After a slow start, quarterback Mark Brunell was 25 of 43 for 325 yards as Gardner amassed a career-high 167 receiving yards on 10 catches.
"To end like that puts a sour taste in my mouth," Gardner said.
The Redskins lost to the Cowboys for the 13th time in the past 14 games. Parcells has uncharacteristically gone to a pass-oriented offense behind veteran quarterback Vinny Testaverde to compensate for a weak output from the running backs. And the result is a 2-1 record after Dallas's first NFC East game.
After the crowd became quiet following the chicanery-induced touchdown -- the option pass by Anderson -- that gave Dallas a 21-10 lead, the Redskins turned up the noise again as Brunell, who was sacked five times, awoke from his passing slumber while making Gardner his favorite receiver.
One first and 10 from the Dallas 15-yard line, Brunell danced in the pocket as if back in his heyday. The quarterback zipped a pass to Gardner in the back of the end zone for a touchdown with 4:30 remaining in the game. The Redskins attempted a two-point conversion to get within three. And Taylor Jacobs responded with a catch near the sideline, cutting the lead to 21-18, sending the crowd into a tizzy.

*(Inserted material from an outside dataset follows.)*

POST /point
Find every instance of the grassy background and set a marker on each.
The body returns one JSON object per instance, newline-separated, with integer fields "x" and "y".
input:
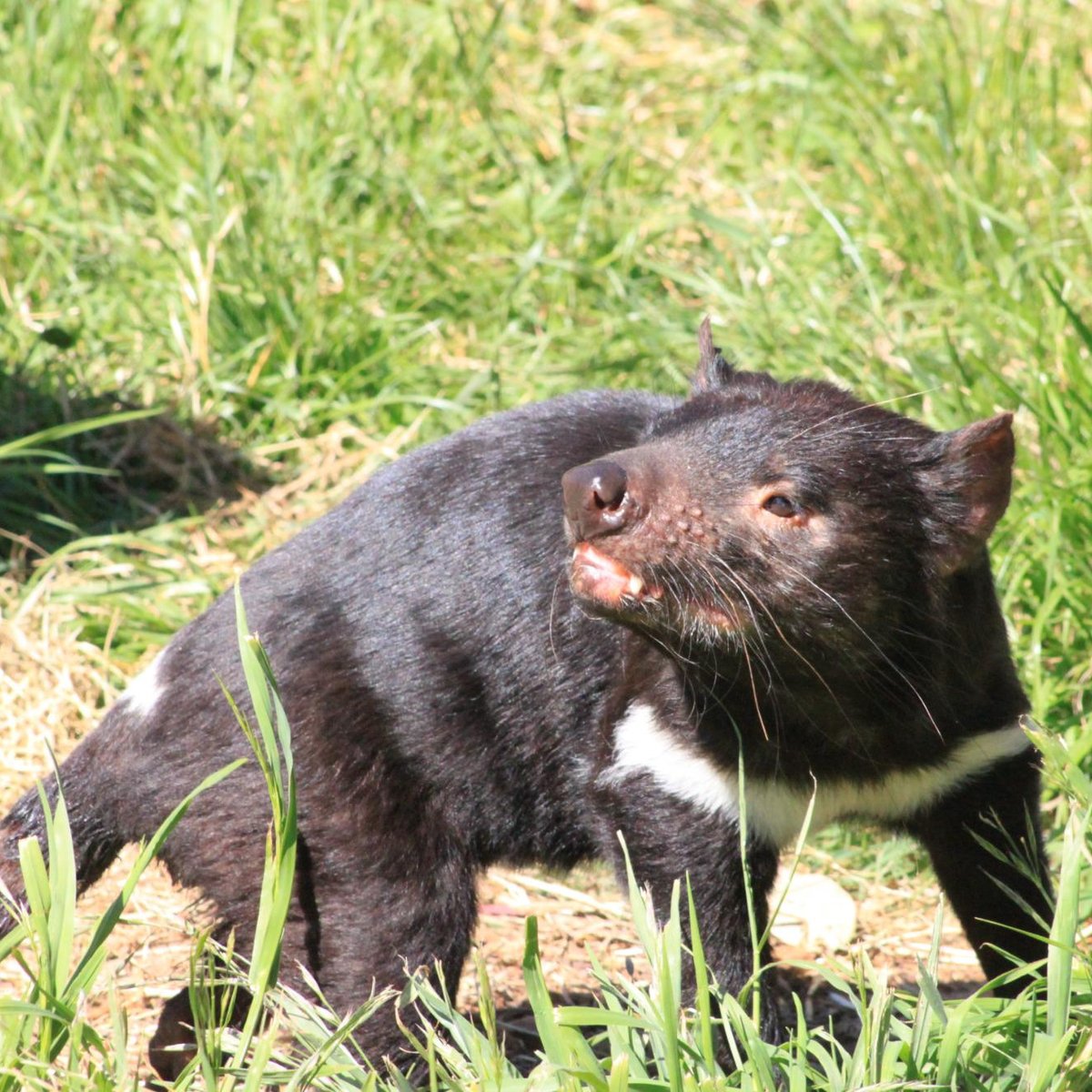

Earlier in the fourth quarter, the game was still up for grabs with Dallas ahead 14-10. The Cowboys had the ball on first and 10 at the Washington 26. And Parcells employed a twist to his pass-oriented offense. Anderson received an option pitch to his left. Anderson, a lefty, threw a rainbow pass into the back of the end zone that wideout Terry Glenn snagged using ballerina-like footwork to drag his feet for the completion. Glenn made the 26-yard reception in front of diving rookie Sean Taylor and defensive back Ryan Clark, who arrived late. Parcells smiled broadly and punched the air at Dallas's 21-10 lead with 13:00 left.
"That was a gutsy call," said safety Matt Bowen. "That's one of his trademarks."